An entire lifetime of evading conflict until the dust was already settling, a lifetime of being moderately obstructionist to Tabini’s modernization policy, and suddenly Tatiseigi was taking his whole province to war behind Tabini-aiji to put him back in power.

He found his way back to his seat, Cajeiri meanwhile kneeling and talking volubly to his two young escorts, who held the seat behind.

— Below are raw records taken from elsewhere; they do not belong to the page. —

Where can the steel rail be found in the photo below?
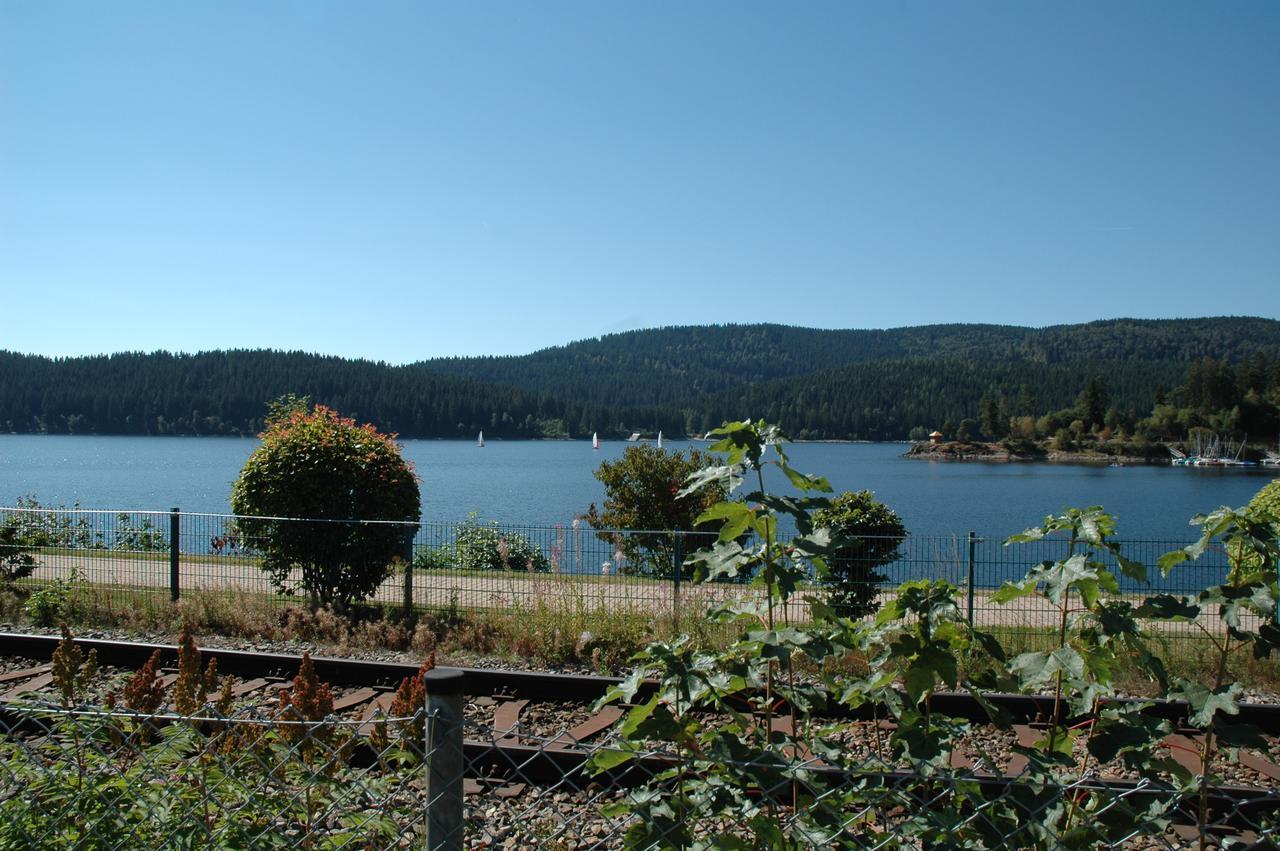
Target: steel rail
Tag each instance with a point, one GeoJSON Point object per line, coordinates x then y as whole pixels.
{"type": "Point", "coordinates": [560, 686]}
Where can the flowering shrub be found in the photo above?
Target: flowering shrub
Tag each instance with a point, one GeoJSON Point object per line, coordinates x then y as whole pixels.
{"type": "Point", "coordinates": [325, 469]}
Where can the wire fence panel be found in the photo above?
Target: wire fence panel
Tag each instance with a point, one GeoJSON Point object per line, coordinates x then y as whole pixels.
{"type": "Point", "coordinates": [145, 559]}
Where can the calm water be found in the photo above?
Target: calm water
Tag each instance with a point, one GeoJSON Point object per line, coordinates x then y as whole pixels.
{"type": "Point", "coordinates": [544, 483]}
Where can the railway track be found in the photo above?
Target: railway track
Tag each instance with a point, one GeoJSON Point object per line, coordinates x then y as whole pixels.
{"type": "Point", "coordinates": [544, 723]}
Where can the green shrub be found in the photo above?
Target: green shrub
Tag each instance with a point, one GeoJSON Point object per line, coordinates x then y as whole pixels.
{"type": "Point", "coordinates": [49, 604]}
{"type": "Point", "coordinates": [323, 467]}
{"type": "Point", "coordinates": [1265, 506]}
{"type": "Point", "coordinates": [16, 558]}
{"type": "Point", "coordinates": [485, 547]}
{"type": "Point", "coordinates": [865, 535]}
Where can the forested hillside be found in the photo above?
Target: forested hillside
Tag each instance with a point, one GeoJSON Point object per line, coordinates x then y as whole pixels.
{"type": "Point", "coordinates": [837, 384]}
{"type": "Point", "coordinates": [671, 365]}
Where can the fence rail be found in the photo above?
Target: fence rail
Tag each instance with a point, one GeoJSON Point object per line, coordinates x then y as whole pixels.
{"type": "Point", "coordinates": [122, 556]}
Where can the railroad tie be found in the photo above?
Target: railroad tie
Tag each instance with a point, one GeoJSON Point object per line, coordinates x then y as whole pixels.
{"type": "Point", "coordinates": [1027, 737]}
{"type": "Point", "coordinates": [379, 705]}
{"type": "Point", "coordinates": [24, 673]}
{"type": "Point", "coordinates": [786, 726]}
{"type": "Point", "coordinates": [594, 724]}
{"type": "Point", "coordinates": [353, 699]}
{"type": "Point", "coordinates": [31, 685]}
{"type": "Point", "coordinates": [506, 721]}
{"type": "Point", "coordinates": [1185, 751]}
{"type": "Point", "coordinates": [1260, 764]}
{"type": "Point", "coordinates": [242, 689]}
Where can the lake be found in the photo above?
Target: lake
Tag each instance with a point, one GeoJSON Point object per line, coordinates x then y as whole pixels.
{"type": "Point", "coordinates": [549, 481]}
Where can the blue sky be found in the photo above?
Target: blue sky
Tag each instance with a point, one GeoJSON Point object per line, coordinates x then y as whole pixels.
{"type": "Point", "coordinates": [401, 181]}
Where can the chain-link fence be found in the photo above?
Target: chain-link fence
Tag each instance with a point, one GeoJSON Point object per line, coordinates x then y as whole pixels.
{"type": "Point", "coordinates": [128, 559]}
{"type": "Point", "coordinates": [95, 778]}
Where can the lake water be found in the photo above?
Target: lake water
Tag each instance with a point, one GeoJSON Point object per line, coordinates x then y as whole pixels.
{"type": "Point", "coordinates": [545, 483]}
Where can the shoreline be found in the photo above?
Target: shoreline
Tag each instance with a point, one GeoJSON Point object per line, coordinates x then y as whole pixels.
{"type": "Point", "coordinates": [995, 453]}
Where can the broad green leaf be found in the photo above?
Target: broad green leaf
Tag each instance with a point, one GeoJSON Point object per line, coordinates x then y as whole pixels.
{"type": "Point", "coordinates": [1010, 591]}
{"type": "Point", "coordinates": [1165, 607]}
{"type": "Point", "coordinates": [606, 758]}
{"type": "Point", "coordinates": [1240, 735]}
{"type": "Point", "coordinates": [803, 481]}
{"type": "Point", "coordinates": [1205, 704]}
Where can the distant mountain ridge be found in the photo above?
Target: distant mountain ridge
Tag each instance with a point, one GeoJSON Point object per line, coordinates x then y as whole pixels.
{"type": "Point", "coordinates": [839, 384]}
{"type": "Point", "coordinates": [668, 365]}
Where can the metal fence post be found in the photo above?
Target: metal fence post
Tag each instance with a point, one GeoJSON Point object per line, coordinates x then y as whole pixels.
{"type": "Point", "coordinates": [408, 572]}
{"type": "Point", "coordinates": [174, 532]}
{"type": "Point", "coordinates": [973, 547]}
{"type": "Point", "coordinates": [677, 567]}
{"type": "Point", "coordinates": [443, 759]}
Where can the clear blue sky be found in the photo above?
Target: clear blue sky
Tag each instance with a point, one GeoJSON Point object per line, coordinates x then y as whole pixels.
{"type": "Point", "coordinates": [401, 181]}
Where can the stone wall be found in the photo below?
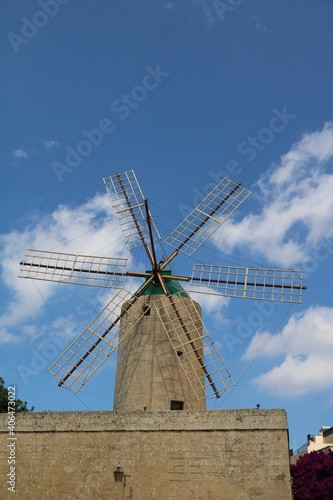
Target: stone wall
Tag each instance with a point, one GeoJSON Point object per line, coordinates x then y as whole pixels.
{"type": "Point", "coordinates": [200, 455]}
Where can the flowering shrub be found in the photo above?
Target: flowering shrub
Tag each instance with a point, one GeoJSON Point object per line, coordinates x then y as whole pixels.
{"type": "Point", "coordinates": [312, 476]}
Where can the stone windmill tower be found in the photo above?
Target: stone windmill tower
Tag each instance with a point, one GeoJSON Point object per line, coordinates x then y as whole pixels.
{"type": "Point", "coordinates": [166, 357]}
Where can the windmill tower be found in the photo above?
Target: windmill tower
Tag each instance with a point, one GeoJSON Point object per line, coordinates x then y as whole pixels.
{"type": "Point", "coordinates": [166, 357]}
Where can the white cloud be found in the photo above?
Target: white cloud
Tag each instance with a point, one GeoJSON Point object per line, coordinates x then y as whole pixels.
{"type": "Point", "coordinates": [20, 153]}
{"type": "Point", "coordinates": [89, 229]}
{"type": "Point", "coordinates": [50, 144]}
{"type": "Point", "coordinates": [297, 205]}
{"type": "Point", "coordinates": [306, 345]}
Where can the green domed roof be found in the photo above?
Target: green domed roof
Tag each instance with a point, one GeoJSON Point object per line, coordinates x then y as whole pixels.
{"type": "Point", "coordinates": [173, 287]}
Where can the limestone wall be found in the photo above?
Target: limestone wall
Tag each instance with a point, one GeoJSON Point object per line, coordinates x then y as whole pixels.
{"type": "Point", "coordinates": [200, 455]}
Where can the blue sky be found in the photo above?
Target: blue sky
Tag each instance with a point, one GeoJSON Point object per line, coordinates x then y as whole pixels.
{"type": "Point", "coordinates": [183, 93]}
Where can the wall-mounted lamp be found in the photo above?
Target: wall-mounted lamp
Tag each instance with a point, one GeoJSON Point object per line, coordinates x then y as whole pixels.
{"type": "Point", "coordinates": [119, 475]}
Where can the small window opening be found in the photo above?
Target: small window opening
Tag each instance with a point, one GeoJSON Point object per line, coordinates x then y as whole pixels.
{"type": "Point", "coordinates": [177, 405]}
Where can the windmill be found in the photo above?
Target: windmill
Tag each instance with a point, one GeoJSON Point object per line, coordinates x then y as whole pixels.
{"type": "Point", "coordinates": [166, 357]}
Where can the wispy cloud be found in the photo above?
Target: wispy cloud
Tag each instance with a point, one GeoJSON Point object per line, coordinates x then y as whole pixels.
{"type": "Point", "coordinates": [306, 345]}
{"type": "Point", "coordinates": [297, 205]}
{"type": "Point", "coordinates": [50, 144]}
{"type": "Point", "coordinates": [169, 5]}
{"type": "Point", "coordinates": [20, 153]}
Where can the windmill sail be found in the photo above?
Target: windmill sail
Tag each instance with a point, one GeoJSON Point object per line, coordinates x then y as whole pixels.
{"type": "Point", "coordinates": [207, 217]}
{"type": "Point", "coordinates": [96, 343]}
{"type": "Point", "coordinates": [129, 207]}
{"type": "Point", "coordinates": [194, 347]}
{"type": "Point", "coordinates": [73, 269]}
{"type": "Point", "coordinates": [280, 285]}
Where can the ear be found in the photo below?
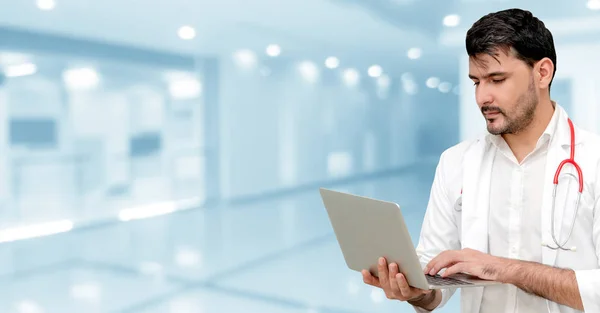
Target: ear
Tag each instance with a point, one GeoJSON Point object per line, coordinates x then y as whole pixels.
{"type": "Point", "coordinates": [544, 71]}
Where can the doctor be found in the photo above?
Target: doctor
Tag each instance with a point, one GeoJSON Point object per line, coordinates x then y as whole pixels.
{"type": "Point", "coordinates": [491, 211]}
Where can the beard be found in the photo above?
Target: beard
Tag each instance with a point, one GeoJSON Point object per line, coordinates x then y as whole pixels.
{"type": "Point", "coordinates": [520, 118]}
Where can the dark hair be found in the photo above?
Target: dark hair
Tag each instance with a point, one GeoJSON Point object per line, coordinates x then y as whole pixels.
{"type": "Point", "coordinates": [512, 30]}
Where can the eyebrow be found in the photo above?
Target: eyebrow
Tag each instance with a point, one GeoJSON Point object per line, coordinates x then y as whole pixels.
{"type": "Point", "coordinates": [488, 75]}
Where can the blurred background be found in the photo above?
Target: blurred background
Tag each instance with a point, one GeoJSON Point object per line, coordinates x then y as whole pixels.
{"type": "Point", "coordinates": [165, 156]}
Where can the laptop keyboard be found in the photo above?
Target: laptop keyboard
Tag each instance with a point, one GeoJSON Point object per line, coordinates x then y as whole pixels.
{"type": "Point", "coordinates": [444, 281]}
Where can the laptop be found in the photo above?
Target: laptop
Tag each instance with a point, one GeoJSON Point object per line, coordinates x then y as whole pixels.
{"type": "Point", "coordinates": [367, 229]}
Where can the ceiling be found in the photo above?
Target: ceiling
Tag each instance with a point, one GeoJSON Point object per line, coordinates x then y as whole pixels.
{"type": "Point", "coordinates": [354, 29]}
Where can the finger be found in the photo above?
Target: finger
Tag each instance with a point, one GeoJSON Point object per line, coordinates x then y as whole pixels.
{"type": "Point", "coordinates": [393, 281]}
{"type": "Point", "coordinates": [444, 261]}
{"type": "Point", "coordinates": [459, 267]}
{"type": "Point", "coordinates": [383, 273]}
{"type": "Point", "coordinates": [370, 279]}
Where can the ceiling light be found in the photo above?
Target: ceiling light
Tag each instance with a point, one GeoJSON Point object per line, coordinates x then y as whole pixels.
{"type": "Point", "coordinates": [432, 82]}
{"type": "Point", "coordinates": [593, 4]}
{"type": "Point", "coordinates": [375, 70]}
{"type": "Point", "coordinates": [273, 50]}
{"type": "Point", "coordinates": [46, 5]}
{"type": "Point", "coordinates": [414, 53]}
{"type": "Point", "coordinates": [332, 62]}
{"type": "Point", "coordinates": [451, 20]}
{"type": "Point", "coordinates": [186, 32]}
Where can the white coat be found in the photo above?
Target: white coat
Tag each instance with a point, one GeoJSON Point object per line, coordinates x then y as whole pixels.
{"type": "Point", "coordinates": [467, 166]}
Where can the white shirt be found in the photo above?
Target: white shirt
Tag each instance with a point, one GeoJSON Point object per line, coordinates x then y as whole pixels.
{"type": "Point", "coordinates": [515, 218]}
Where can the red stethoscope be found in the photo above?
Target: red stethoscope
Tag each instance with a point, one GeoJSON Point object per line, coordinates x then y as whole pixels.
{"type": "Point", "coordinates": [570, 160]}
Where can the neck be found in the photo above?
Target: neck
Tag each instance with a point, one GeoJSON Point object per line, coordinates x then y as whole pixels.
{"type": "Point", "coordinates": [523, 142]}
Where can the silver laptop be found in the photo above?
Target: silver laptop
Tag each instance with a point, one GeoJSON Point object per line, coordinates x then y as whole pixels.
{"type": "Point", "coordinates": [367, 229]}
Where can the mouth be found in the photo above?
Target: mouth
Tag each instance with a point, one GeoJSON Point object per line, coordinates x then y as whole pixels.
{"type": "Point", "coordinates": [491, 114]}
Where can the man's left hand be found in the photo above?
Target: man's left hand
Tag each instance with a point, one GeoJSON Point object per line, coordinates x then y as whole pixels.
{"type": "Point", "coordinates": [470, 262]}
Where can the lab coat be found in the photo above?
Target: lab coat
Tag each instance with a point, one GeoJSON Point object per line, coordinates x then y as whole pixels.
{"type": "Point", "coordinates": [467, 166]}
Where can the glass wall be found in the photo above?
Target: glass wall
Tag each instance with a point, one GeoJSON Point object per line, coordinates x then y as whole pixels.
{"type": "Point", "coordinates": [84, 137]}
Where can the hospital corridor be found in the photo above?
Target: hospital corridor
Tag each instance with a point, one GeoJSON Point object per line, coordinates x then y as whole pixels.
{"type": "Point", "coordinates": [165, 156]}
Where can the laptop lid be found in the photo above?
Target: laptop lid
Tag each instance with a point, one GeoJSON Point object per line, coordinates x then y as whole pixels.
{"type": "Point", "coordinates": [367, 229]}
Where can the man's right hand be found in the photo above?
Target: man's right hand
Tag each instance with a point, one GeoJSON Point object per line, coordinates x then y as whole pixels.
{"type": "Point", "coordinates": [395, 286]}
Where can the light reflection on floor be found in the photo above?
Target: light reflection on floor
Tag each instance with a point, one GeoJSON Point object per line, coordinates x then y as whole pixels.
{"type": "Point", "coordinates": [274, 255]}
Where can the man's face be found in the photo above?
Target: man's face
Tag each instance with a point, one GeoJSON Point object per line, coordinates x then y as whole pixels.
{"type": "Point", "coordinates": [505, 92]}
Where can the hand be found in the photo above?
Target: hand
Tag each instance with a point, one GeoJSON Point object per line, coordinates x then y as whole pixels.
{"type": "Point", "coordinates": [393, 283]}
{"type": "Point", "coordinates": [470, 262]}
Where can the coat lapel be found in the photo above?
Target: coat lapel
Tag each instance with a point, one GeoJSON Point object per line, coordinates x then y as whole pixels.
{"type": "Point", "coordinates": [477, 168]}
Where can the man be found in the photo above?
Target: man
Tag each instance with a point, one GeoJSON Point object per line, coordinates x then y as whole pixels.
{"type": "Point", "coordinates": [505, 180]}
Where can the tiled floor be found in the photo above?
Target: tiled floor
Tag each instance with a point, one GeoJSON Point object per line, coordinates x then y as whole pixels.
{"type": "Point", "coordinates": [275, 255]}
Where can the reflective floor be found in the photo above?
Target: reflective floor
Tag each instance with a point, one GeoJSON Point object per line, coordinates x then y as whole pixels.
{"type": "Point", "coordinates": [272, 255]}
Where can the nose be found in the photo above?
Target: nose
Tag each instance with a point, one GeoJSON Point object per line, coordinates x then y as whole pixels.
{"type": "Point", "coordinates": [483, 95]}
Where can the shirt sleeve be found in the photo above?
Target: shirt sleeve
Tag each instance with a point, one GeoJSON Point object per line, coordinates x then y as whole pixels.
{"type": "Point", "coordinates": [439, 231]}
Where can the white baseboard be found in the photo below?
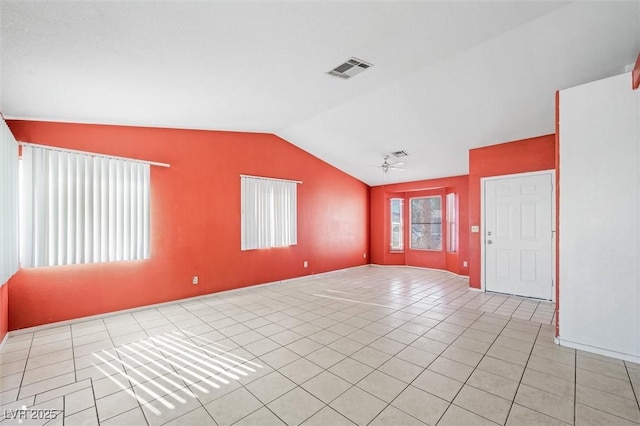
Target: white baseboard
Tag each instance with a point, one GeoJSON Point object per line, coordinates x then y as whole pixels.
{"type": "Point", "coordinates": [4, 340]}
{"type": "Point", "coordinates": [597, 350]}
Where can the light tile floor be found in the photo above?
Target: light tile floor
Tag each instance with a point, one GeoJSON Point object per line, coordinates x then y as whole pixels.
{"type": "Point", "coordinates": [370, 345]}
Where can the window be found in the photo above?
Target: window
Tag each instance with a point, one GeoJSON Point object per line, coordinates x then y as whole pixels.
{"type": "Point", "coordinates": [269, 213]}
{"type": "Point", "coordinates": [426, 223]}
{"type": "Point", "coordinates": [452, 224]}
{"type": "Point", "coordinates": [396, 209]}
{"type": "Point", "coordinates": [80, 208]}
{"type": "Point", "coordinates": [8, 204]}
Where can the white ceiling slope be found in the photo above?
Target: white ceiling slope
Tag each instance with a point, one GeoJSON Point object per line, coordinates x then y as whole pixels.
{"type": "Point", "coordinates": [447, 76]}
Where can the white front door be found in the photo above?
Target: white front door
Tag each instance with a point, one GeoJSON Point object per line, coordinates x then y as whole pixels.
{"type": "Point", "coordinates": [518, 238]}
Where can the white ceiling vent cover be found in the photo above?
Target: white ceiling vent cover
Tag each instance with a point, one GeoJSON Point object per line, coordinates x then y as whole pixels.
{"type": "Point", "coordinates": [352, 67]}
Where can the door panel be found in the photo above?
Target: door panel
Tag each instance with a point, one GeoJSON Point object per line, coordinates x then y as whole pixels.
{"type": "Point", "coordinates": [518, 235]}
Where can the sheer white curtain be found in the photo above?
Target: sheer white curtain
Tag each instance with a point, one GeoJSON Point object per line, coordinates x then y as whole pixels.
{"type": "Point", "coordinates": [269, 213]}
{"type": "Point", "coordinates": [78, 208]}
{"type": "Point", "coordinates": [8, 204]}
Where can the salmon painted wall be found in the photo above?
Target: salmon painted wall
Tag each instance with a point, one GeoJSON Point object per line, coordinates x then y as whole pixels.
{"type": "Point", "coordinates": [4, 311]}
{"type": "Point", "coordinates": [381, 232]}
{"type": "Point", "coordinates": [195, 221]}
{"type": "Point", "coordinates": [526, 155]}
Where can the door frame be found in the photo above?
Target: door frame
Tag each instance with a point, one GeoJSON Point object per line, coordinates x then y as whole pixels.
{"type": "Point", "coordinates": [554, 259]}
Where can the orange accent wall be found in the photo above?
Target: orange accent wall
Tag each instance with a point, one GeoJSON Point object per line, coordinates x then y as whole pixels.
{"type": "Point", "coordinates": [4, 311]}
{"type": "Point", "coordinates": [381, 232]}
{"type": "Point", "coordinates": [195, 221]}
{"type": "Point", "coordinates": [526, 155]}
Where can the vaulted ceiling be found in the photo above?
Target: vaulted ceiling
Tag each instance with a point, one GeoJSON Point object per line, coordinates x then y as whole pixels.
{"type": "Point", "coordinates": [447, 76]}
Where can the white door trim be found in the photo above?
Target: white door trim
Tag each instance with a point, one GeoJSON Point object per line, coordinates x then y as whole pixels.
{"type": "Point", "coordinates": [552, 172]}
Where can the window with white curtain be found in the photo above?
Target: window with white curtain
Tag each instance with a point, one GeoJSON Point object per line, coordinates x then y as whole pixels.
{"type": "Point", "coordinates": [452, 222]}
{"type": "Point", "coordinates": [79, 208]}
{"type": "Point", "coordinates": [269, 213]}
{"type": "Point", "coordinates": [8, 204]}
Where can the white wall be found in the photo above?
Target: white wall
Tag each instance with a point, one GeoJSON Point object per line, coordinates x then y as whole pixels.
{"type": "Point", "coordinates": [599, 218]}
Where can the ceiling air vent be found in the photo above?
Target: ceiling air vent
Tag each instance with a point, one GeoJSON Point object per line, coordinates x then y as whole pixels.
{"type": "Point", "coordinates": [399, 154]}
{"type": "Point", "coordinates": [353, 66]}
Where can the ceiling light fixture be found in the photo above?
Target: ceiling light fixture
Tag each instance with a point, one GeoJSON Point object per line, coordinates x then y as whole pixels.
{"type": "Point", "coordinates": [352, 67]}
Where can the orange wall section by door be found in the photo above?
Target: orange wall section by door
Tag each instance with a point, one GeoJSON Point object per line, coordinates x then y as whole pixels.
{"type": "Point", "coordinates": [526, 155]}
{"type": "Point", "coordinates": [195, 221]}
{"type": "Point", "coordinates": [381, 225]}
{"type": "Point", "coordinates": [4, 311]}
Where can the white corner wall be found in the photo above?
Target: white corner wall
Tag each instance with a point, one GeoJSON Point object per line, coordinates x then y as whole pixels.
{"type": "Point", "coordinates": [599, 232]}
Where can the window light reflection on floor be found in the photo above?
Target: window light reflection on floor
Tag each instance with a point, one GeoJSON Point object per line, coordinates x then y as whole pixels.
{"type": "Point", "coordinates": [166, 367]}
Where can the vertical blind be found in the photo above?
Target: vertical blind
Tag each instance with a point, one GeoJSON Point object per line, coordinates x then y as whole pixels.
{"type": "Point", "coordinates": [269, 213]}
{"type": "Point", "coordinates": [78, 208]}
{"type": "Point", "coordinates": [8, 204]}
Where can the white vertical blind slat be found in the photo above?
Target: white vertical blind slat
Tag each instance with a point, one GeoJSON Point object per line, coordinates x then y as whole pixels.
{"type": "Point", "coordinates": [82, 208]}
{"type": "Point", "coordinates": [8, 204]}
{"type": "Point", "coordinates": [269, 216]}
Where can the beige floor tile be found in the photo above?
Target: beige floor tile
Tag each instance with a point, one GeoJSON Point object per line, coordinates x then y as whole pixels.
{"type": "Point", "coordinates": [604, 383]}
{"type": "Point", "coordinates": [328, 416]}
{"type": "Point", "coordinates": [304, 347]}
{"type": "Point", "coordinates": [457, 416]}
{"type": "Point", "coordinates": [296, 406]}
{"type": "Point", "coordinates": [545, 403]}
{"type": "Point", "coordinates": [132, 417]}
{"type": "Point", "coordinates": [163, 410]}
{"type": "Point", "coordinates": [371, 357]}
{"type": "Point", "coordinates": [549, 383]}
{"type": "Point", "coordinates": [262, 417]}
{"type": "Point", "coordinates": [87, 417]}
{"type": "Point", "coordinates": [483, 403]}
{"type": "Point", "coordinates": [270, 387]}
{"type": "Point", "coordinates": [326, 386]}
{"type": "Point", "coordinates": [115, 404]}
{"type": "Point", "coordinates": [452, 369]}
{"type": "Point", "coordinates": [382, 386]}
{"type": "Point", "coordinates": [599, 366]}
{"type": "Point", "coordinates": [438, 385]}
{"type": "Point", "coordinates": [494, 384]}
{"type": "Point", "coordinates": [351, 370]}
{"type": "Point", "coordinates": [506, 354]}
{"type": "Point", "coordinates": [472, 345]}
{"type": "Point", "coordinates": [462, 355]}
{"type": "Point", "coordinates": [401, 370]}
{"type": "Point", "coordinates": [300, 371]}
{"type": "Point", "coordinates": [261, 347]}
{"type": "Point", "coordinates": [609, 403]}
{"type": "Point", "coordinates": [325, 357]}
{"type": "Point", "coordinates": [46, 385]}
{"type": "Point", "coordinates": [562, 371]}
{"type": "Point", "coordinates": [233, 406]}
{"type": "Point", "coordinates": [358, 406]}
{"type": "Point", "coordinates": [346, 346]}
{"type": "Point", "coordinates": [279, 358]}
{"type": "Point", "coordinates": [523, 416]}
{"type": "Point", "coordinates": [586, 415]}
{"type": "Point", "coordinates": [416, 356]}
{"type": "Point", "coordinates": [555, 353]}
{"type": "Point", "coordinates": [393, 416]}
{"type": "Point", "coordinates": [421, 405]}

Cajeiri turned around as Bren eased past that obstruction and sat down in his own place next to the window.

“The other buses are supposed to keep this bus on the inside,”

Cajeiri informed him. “So snipers will have no targets. But we should keep our heads down if shooting starts, nand’ paidhi, Nawari said so, because it will be very heavy guns and they could blow this bus to bits.”

Cheerful lad. “Whose bus is this, does one have any notion?

“It belongs to Dur,” Cajeiri said, which was Rejiri’s clan. “The lord of Dur and his bodyguard and the fishers’ association, too, nandi! They came in from the train station while the young lord took the plane! —I know where Dur is,” he added, apropos of nothing about the bus itself. Ilisidi had kept him at his lessons during their flight, and he did know his provinces. “Dur helped mani-ma in previous times.”

“That they did, young sir,” Bren murmured. He had an inner vision of a nightbound coast with fire and smoke on every hand, and an improbable ferryboat plowing in toward the beach at the most critical of moments. ”And so they help her again, for which we all shall remember them with great favor.”